Writing a version-controlled application
Introduction
We're building Dolt, the world's first version controlled SQL database. Our customers are using Dolt in a bunch of different ways, but by far the most common one is to write a version-controlled application.
What is a version-controlled application, and why would you want one? This blog post will discuss what it means for an application to be version-controlled, and walk you through how to write one using Dolt.

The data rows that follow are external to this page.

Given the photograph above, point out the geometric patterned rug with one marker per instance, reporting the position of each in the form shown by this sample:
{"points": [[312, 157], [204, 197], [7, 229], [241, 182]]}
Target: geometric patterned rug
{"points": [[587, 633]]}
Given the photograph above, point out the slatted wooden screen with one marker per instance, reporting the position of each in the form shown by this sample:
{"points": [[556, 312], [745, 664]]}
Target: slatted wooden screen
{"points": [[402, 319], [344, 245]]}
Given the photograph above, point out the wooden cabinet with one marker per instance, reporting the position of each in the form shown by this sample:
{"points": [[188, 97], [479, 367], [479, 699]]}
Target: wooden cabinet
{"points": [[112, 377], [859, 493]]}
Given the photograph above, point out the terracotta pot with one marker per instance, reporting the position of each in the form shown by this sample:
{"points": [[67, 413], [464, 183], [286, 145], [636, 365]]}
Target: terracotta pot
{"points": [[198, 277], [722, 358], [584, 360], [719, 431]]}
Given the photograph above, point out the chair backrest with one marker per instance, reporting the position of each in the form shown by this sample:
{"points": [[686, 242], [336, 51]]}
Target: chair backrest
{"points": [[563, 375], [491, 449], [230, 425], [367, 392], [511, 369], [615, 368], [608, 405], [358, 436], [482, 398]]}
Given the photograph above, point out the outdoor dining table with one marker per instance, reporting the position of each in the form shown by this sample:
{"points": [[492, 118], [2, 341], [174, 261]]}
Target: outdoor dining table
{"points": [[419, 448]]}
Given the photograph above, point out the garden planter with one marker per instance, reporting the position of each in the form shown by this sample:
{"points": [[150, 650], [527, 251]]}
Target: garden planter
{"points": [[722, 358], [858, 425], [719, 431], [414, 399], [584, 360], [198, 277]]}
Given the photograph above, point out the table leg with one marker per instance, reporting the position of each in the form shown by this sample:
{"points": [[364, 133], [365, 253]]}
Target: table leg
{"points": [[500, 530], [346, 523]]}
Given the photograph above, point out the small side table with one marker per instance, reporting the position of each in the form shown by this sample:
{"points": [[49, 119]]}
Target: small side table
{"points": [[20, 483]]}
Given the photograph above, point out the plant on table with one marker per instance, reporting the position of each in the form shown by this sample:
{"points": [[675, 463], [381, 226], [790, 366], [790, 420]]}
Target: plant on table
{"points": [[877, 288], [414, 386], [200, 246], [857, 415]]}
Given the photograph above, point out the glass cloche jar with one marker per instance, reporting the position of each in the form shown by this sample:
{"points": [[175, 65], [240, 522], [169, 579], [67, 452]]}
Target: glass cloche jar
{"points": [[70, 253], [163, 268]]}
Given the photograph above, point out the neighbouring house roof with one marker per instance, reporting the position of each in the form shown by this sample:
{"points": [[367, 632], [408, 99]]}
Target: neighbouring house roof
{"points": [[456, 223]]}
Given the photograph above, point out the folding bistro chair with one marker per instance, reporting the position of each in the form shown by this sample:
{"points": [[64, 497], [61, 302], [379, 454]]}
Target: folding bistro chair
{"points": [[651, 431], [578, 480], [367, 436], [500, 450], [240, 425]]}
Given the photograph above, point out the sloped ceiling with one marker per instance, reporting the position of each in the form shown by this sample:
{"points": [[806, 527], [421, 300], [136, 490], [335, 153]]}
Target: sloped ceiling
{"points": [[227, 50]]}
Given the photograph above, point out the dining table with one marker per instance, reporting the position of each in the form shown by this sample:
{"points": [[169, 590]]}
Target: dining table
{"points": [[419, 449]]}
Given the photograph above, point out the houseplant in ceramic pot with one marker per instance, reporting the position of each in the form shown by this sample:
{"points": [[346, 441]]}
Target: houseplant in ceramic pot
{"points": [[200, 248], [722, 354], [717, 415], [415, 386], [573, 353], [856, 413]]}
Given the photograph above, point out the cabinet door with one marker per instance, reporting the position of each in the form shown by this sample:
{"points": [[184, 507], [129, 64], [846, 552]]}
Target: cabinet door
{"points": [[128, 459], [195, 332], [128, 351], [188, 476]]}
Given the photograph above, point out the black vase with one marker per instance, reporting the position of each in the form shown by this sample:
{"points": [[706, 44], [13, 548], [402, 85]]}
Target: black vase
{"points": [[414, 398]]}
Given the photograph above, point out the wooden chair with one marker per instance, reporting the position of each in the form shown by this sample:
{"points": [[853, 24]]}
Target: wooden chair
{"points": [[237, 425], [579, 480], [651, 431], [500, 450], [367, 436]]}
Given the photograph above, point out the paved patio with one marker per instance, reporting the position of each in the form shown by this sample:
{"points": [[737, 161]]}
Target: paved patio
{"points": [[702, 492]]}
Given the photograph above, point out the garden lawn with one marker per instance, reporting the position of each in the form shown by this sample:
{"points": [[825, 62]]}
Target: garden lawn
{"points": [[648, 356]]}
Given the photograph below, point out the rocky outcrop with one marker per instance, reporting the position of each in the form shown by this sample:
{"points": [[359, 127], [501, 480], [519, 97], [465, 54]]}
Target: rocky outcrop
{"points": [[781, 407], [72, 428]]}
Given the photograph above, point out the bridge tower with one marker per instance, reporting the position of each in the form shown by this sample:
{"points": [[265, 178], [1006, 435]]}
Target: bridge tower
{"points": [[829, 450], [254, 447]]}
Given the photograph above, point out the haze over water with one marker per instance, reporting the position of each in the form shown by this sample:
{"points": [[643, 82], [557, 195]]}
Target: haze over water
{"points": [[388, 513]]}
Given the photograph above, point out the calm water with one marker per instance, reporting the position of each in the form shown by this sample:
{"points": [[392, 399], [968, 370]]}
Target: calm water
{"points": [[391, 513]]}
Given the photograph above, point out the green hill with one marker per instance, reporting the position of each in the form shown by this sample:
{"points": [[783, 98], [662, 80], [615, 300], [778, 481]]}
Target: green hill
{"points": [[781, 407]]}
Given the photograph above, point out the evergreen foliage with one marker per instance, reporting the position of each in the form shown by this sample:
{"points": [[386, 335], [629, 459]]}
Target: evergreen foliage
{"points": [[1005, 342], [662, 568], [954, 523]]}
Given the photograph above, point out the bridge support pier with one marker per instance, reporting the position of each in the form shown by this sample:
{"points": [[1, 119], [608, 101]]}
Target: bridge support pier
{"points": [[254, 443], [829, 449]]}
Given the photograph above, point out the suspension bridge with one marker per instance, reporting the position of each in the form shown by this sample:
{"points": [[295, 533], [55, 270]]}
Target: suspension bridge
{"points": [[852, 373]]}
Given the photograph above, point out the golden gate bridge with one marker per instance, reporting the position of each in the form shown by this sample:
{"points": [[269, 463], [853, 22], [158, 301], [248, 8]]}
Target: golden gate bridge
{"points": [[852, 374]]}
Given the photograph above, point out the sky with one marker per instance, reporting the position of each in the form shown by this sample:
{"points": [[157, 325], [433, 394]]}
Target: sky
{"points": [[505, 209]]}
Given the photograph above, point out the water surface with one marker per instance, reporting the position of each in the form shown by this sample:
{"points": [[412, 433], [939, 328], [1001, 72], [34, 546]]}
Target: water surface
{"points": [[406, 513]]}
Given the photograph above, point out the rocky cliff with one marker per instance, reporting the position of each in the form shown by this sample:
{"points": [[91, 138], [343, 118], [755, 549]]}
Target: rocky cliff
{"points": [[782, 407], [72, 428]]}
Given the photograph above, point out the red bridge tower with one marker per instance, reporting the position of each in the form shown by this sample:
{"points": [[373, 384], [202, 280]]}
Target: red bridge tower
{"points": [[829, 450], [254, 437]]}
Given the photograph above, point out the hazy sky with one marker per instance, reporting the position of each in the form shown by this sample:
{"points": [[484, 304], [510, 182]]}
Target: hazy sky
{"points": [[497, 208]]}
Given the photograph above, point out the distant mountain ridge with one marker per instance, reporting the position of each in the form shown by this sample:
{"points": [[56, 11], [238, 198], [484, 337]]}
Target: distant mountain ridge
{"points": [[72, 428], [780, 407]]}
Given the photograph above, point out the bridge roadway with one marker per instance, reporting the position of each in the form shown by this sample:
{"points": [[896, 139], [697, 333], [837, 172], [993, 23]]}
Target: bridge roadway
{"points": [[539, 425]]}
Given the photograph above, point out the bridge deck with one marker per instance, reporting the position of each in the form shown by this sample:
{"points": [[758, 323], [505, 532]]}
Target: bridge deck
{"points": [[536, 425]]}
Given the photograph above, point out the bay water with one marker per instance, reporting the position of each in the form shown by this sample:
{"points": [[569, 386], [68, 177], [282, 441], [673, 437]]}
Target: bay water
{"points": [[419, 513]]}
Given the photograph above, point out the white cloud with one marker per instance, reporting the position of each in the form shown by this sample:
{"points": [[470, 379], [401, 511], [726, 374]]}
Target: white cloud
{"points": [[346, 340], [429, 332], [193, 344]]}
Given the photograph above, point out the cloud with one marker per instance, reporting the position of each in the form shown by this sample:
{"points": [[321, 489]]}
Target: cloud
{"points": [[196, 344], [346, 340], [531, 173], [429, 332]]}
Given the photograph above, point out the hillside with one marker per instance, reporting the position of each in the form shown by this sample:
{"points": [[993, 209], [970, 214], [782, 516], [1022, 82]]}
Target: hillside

What's a version-controlled application?
When we talk about a version-controlled application, we mean any application that supports version-control operations for the data under its management. Version control might refer to a bunch of different features, some of which you have probably already used in different applications.
Audit logging
The application keeps a log of all changes made to the data, so a user can review them manually to see who did what. Many commercial databases such as MySQL have audit log functionality built-in or installable via plugin, and other enterprise applications that manage data tend to build this feature in as well, as it's a common compliance requirement. The audit log is usually just for human review and can't easily be used to show you a previous version of the data.
Time travel
The application keeps snapshots of all changes to the data, so you can examine the data as it existed at some previous time. You can build this yourself by implementing slowly changing dimension on database tables, or you can enable automatic table versioning on many commercial databases like Postgres, usually with an extension. This will enable you to write queries against older revisions of the data.
Rollback
The application stores a copy of every version of the data whenever a change occurs, so you can
revert to a previous version after a mistake. For example, Google Docs calls this feature "Version
History",
and you can use it to revert to an earlier version of a file. JetBrains IDEs do something similar
using the name Local History. And of
course the git checkout
and git reset
commands can restore a previous version of a file in a git
repository.
Branching
The application manages multiple "current" versions of the same data, usually each referred to as a branch. If you use Git, you probably use branches to keep your file changes isolated from the rest of the project while you work on them. Branches let you develop multiple versions of your data at the same time, iterating on each one independently. There are a number of recent database projects that support some form of branching, like PlanetScale (only for schemas) and Neon (for schemas and data). Most user applications that support branching do so by exposing files that are managed by a version-control system that supports branches, like Git.
Diffing
The application can show you the difference (diff) between two versions of the data, usually so a
user can manually inspect it for quality or to see what changed. Some applications that support
rollback can also show you the diff between the versions to be rolled back to and the current one,
but it's not as common. Among SQL database products, only two support diff operations. SQLite3
recently launched a tool to diff two SQLite databases, which
produces a SQL script of INSERT
, UPDATE
, and DELETE
statements that will mutate one database
into the other. Dolt supports diff natively as well, and due to its
architecture can diff much faster than SQLite3 as the data
grows.
Merging
If the application supports branching, it sometimes can merge the changes in a branch into another branch. Not very many applications have this capability, since it isn't easy to implement. We know of only a handful of software tools that support the merge operation: distributed version control systems like Git or mercurial; TerminusDB, a version-controlled graph database; and Dolt, the world's only version-controlled SQL database. Lots of database products and libraries support some form of merging for schema changes (schema migrations), but Dolt is the only SQL database that supports data merges.
Pull requests
The application provides a workflow where users can request changes from one branch get merged into another, usually with human review that lets you examine what has changed, then apply the merge if everything looks OK. Pull requests combine the functionality of branching, diffing, and merging, and require additional UX on top of those features. The only widely used software that supports pull requests are web tools for version control, most notably GitHub (who invented the term for this feature). It's useful to note that pull requests are not a feature of Git itself. Rather, GitHub built them on top of functionality implemented by Git. Similarly, Dolt itself doesn't have pull requests as a feature, but DoltHub built pull requests on top of Dolt.
Why version control?
There aren't yet many version controlled applications that support all of these features, simply because version controlled data stores are pretty new, and the most mature ones (Git, Mercurial) are built for text files rather than data storage. But if you've used Git or another version control system in your software development work, you already understand how useful version control is for collaboration. It's what makes it possible for large teams to write software together without stepping on each other's toes. Many applications could also benefit from version control for the same reason.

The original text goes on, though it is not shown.